王都の夜
真っ暗闇だった。
今夜は月もない。
旅人の道標となるシリウスさえも、
厚い雲に覆われて見えなかった。
諸外国にその名を轟かす王都テベ。
繁栄ぶりは「千の門の都」と謳われるほど。
その要所のひとつを、門番のジリは欠伸をしながら守っていた。
欠伸をしながら寒さをしのぐために足踏をする、という
器用なことをしている。
買い換えたばかりの皮のサンダルが軽い音を立て、
やけに響いた。
「昼は暑くて嫌だ、夜も寒くて嫌だ。
酒もないのにただ砂漠ばかり見てられっかよ」
篝火にあたりながら飲んでいたビールを、先ほど
上官に見つかって没収されたばかりだ。
運の悪いことに今日の当番相手は、腕は立つが無口と評判の男。
上官への取りなしも愚痴の相手としても期待出来ない。
二人交代制で守る門の幅は10キュービットほど。
端と端でも大声なら話せない距離でもないが、
もともと男は先代の功で起用された成り上がり。
代々門番を担うジルの家から見れば格下だと、
心理的な距離はもっと遠かった。
役人のほとんどは世襲制であり、
戦果によって取り立てられる者もいるが、
それも先王までのこと。
今の王の治世においては長い平和を謳歌している。
いくつもの旧家と新興の者を組み合わせて
持ち回りで職務にあたらせても、馴染むほどの効果は薄かった。
だからこれは独り言だ。
夜は人通りがないといっても、ここまで深い闇を前に愚痴らずにはいられない。
「だいたいよぅ、貴重なオアシスが見つかったかなんだか知らねーが、
偉い奴らは連日宴会でイイよなー。
軍議と称して暖かい部屋で女はべらせて酒を飲んでりゃイイんだからよ」
「そうか」
独り言に返事があって驚いた。
すぐ近くに相手の男が立っていた。
音も立てず、どうやって移動したのかわからなかった。
思ったよりも身長が高い。
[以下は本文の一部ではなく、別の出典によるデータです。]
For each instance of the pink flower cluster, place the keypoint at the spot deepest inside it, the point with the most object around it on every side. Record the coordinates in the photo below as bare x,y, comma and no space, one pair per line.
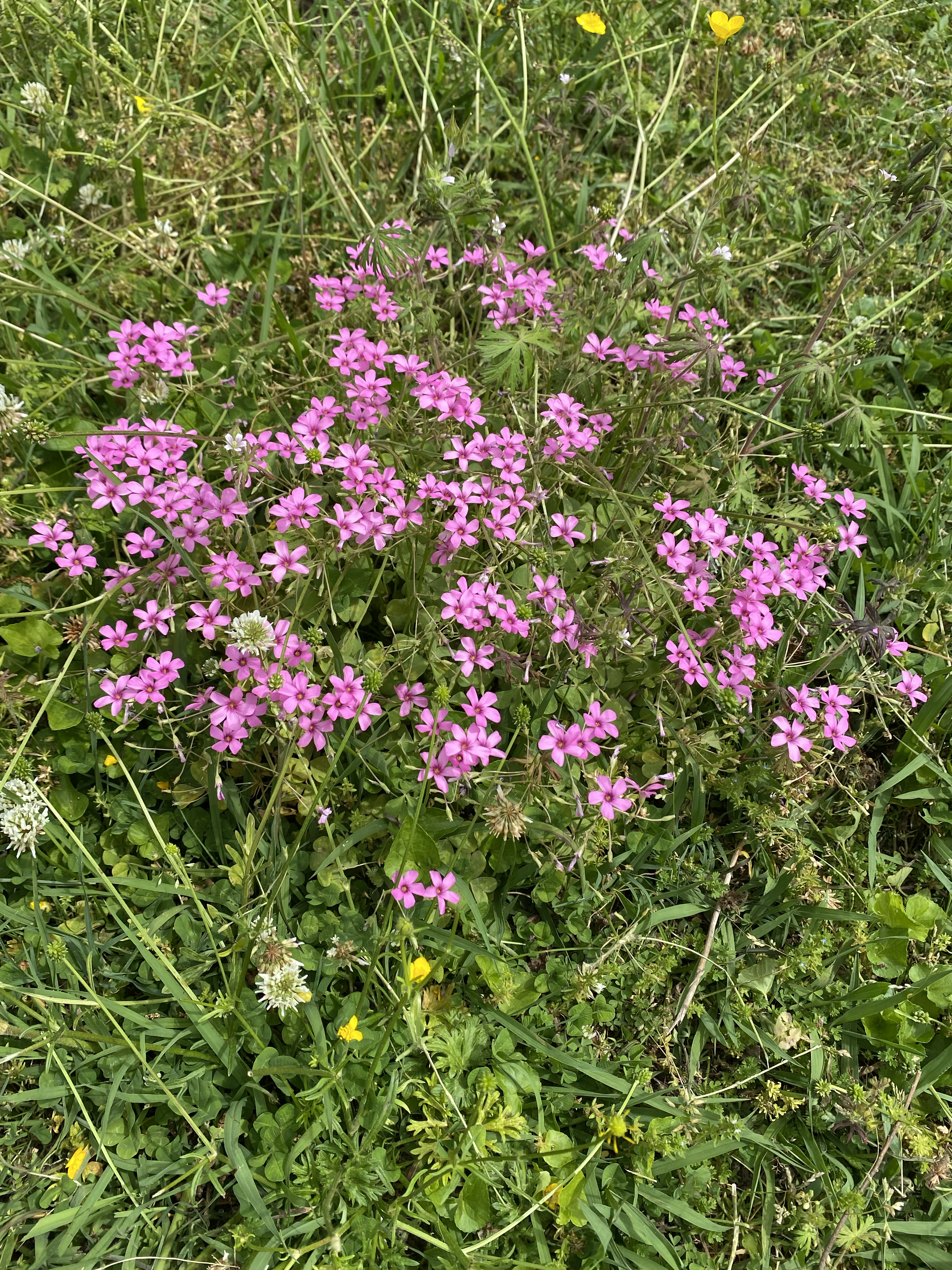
408,890
136,342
肩は巌のようだ。
「ど、どうしたんだ…ん?」
男の背後の闇に何かが見えた。
不幸なことにジリは腐っても門番だった。眼も耳も良い。
遠目にも暗いなかに小さな光をとらえた。
真っ黒な布を切り裂くように、光が近づいてくる。
篝火?馬?いやもっと軽い何かが駆ける足音…
ジリが考えられたのはそこまでだった。
頭に衝撃が走る。
かすみゆく視界には血に濡れた剣が。
格下のはずの相手が静かに見下ろしていた。